Thanks NM & Sunny D - you ladies are so sweet! Appreciate it!
You know - I FEEL like a different person these days (thanks, Larry!). I've been working on me, GALing, doing lots of reading ("Magic of Believing" - good stuff!), and working in my online business.
Larry's program is about becoming an Environment Changer - changing your environment by changing yourself. I still have a LONG way to go to get where I want to be, but you know what? At least I'm THINKING about the future these days instead of wallowing in self-pity and wondering what WH saw in OW that he didn't see in me. I can go days without thinking about her now.
Granted, things between WH and me aren't nearly as rough as most of the situations on these boards, but our marriage was threatened and may end still, though I think the odds of that happening grow less and less each day.

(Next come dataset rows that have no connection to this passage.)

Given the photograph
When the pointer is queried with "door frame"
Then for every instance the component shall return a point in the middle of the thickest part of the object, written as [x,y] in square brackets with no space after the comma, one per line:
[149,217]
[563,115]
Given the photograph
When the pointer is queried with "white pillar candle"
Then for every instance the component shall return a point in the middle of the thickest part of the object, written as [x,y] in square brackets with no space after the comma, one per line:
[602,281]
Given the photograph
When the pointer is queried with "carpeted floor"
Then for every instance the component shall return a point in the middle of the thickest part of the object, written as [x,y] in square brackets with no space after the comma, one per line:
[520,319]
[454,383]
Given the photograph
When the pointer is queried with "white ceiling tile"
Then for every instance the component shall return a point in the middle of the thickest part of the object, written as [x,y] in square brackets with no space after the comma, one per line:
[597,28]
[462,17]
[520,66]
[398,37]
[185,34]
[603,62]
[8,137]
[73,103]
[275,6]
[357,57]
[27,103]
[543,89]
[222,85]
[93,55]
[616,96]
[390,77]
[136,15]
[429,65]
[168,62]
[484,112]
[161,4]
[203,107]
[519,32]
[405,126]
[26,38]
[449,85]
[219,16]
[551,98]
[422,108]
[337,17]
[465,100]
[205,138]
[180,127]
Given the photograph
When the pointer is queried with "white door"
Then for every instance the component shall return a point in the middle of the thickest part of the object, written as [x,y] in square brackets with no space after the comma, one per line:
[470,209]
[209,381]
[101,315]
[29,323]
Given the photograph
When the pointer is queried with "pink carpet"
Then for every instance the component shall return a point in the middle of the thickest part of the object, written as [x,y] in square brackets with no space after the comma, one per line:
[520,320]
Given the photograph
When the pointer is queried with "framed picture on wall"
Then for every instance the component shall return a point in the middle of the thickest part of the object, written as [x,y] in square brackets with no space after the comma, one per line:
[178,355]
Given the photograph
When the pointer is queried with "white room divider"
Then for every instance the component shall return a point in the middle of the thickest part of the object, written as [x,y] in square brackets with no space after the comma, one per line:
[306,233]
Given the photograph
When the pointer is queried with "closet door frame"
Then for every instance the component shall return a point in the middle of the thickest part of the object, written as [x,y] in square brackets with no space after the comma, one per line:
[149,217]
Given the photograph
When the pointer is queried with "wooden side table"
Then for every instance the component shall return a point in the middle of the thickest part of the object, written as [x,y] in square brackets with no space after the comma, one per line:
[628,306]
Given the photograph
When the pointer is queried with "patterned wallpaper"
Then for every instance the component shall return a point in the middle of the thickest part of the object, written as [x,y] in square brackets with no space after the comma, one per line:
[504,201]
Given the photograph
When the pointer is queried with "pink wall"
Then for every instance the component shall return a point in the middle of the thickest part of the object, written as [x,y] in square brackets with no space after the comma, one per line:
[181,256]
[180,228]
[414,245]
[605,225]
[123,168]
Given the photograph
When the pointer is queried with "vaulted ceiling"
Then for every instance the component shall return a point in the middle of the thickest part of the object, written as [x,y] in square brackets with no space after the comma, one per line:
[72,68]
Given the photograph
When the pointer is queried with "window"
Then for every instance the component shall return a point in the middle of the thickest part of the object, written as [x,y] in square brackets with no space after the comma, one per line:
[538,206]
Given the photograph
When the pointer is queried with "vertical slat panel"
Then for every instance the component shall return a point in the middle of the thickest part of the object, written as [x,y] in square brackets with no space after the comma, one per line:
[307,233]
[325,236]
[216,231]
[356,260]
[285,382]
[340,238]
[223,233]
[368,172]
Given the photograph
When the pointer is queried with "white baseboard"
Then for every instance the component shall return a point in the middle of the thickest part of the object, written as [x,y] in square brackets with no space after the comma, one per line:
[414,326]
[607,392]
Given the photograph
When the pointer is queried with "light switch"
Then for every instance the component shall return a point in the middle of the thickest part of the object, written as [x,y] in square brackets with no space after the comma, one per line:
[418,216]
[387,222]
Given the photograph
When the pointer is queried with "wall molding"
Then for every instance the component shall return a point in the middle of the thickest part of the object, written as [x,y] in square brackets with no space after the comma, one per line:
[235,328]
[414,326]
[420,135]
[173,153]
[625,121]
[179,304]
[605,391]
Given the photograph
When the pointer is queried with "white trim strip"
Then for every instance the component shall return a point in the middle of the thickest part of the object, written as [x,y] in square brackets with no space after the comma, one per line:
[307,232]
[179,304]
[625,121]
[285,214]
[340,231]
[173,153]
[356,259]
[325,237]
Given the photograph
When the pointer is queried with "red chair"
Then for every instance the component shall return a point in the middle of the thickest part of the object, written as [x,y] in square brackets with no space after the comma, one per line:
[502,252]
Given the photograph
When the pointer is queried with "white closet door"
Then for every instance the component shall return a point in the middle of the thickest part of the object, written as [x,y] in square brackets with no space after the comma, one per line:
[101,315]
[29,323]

Evidence: He was afraid to disappoint me this morning.
The colleague's get together we were supposed to go to on the 4th got moved to today. I asked him on Wednesday what time and what to bring and he said he'd call her, but forgot. When he called this morning, she said that because she hadn't heard back from him, she'd made other plans.
I had to hear, "I was busy, you haven't been around much, we're ships passing in the night --" before he got to the point: "it's cancelled." I said, "Oh, that's too bad! I was looking forward to seeing her. Maybe next time. What would you like to do instead?"
He seemed relieved I wasn't devastated, which I find VERY cute. Six weeks ago, IF he'd invited me, he'd have said, "It's off, get over it" with no preamble.
So, he's back to caring what I think now. Always a good sign.